Ассунта открывает коробочку. В ней оказывается золотой медальон с сапфиром, который папа подарил маме много лет назад.

— Спасибо, бабушка. Это просто прелесть!

Ассунта наклоняет голову, и я застегиваю цепочку у нее на шее.

— Ты знаешь, что твоя мать хотела назвать тебя Селестиной, в честь бабушки? — спрашиваю я.

— Но так назвали меня! — гордо объявляет Селеста.

— Да, крошка. — Елена гладит мою дочь по голове.

Я смотрю на Ассунту:

— Но когда твоя мама умерла, отец только взглянул на тебя и тут же решил назвать в ее честь.

В глазах Ассунты стоят слезы.

— Жаль, что ее нет с нами.

— Жаль, — соглашается Елена, хотя, если бы Ассунта была жива, судьба самой Елены сложилась бы иначе. Мы обступаем Ассунту — нашу королеву Великого времени — и по очереди обнимаем ее.

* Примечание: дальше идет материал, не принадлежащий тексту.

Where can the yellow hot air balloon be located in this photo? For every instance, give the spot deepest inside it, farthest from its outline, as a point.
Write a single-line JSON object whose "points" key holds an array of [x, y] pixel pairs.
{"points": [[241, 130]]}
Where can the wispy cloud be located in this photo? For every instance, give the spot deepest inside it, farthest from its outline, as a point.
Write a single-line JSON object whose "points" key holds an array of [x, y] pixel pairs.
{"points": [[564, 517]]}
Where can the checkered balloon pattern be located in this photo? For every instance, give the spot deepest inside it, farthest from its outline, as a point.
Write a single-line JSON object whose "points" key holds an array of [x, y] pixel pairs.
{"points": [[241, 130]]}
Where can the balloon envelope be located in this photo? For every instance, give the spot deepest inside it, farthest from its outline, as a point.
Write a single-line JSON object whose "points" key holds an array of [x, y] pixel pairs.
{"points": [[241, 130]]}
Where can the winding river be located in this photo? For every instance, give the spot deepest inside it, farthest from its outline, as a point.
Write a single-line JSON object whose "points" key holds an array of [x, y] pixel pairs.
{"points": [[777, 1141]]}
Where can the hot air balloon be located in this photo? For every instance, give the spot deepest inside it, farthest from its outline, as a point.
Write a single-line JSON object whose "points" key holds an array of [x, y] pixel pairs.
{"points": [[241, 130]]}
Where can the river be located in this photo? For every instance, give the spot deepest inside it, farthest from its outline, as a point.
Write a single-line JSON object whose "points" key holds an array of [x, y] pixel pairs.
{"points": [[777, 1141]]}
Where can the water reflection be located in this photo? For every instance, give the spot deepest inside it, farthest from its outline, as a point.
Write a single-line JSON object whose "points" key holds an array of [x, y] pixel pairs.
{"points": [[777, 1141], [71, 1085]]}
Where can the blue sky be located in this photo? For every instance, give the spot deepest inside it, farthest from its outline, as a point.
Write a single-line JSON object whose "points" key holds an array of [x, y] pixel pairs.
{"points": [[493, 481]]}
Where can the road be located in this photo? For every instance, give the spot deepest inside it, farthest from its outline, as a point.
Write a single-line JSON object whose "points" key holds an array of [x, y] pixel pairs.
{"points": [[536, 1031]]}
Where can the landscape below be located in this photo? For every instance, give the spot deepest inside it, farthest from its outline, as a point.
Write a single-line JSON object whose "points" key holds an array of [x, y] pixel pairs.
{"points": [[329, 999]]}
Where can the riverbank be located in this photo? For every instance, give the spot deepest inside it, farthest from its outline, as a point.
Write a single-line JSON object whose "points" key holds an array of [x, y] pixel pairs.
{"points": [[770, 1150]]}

Июльское солнце заливает площадь, когда Ассунта возлагает тиару на голову Святой Марии. Селеста и Фрэнки несут шлейф Ассунты, когда она всходит по церковным ступеням. Ей помогают подняться на специально установленный трон. Елена плачет. Когда-то робкая девочка, она выросла в высокую и сильную женщину, которой выпало самое большое для жительницы Розето счастье — увидеть, как ее дочь стала королевой Великого времени. Я радуюсь, думая о том, как мы, девочки с фермы, дожили до того, что одну из нас сделали королевой.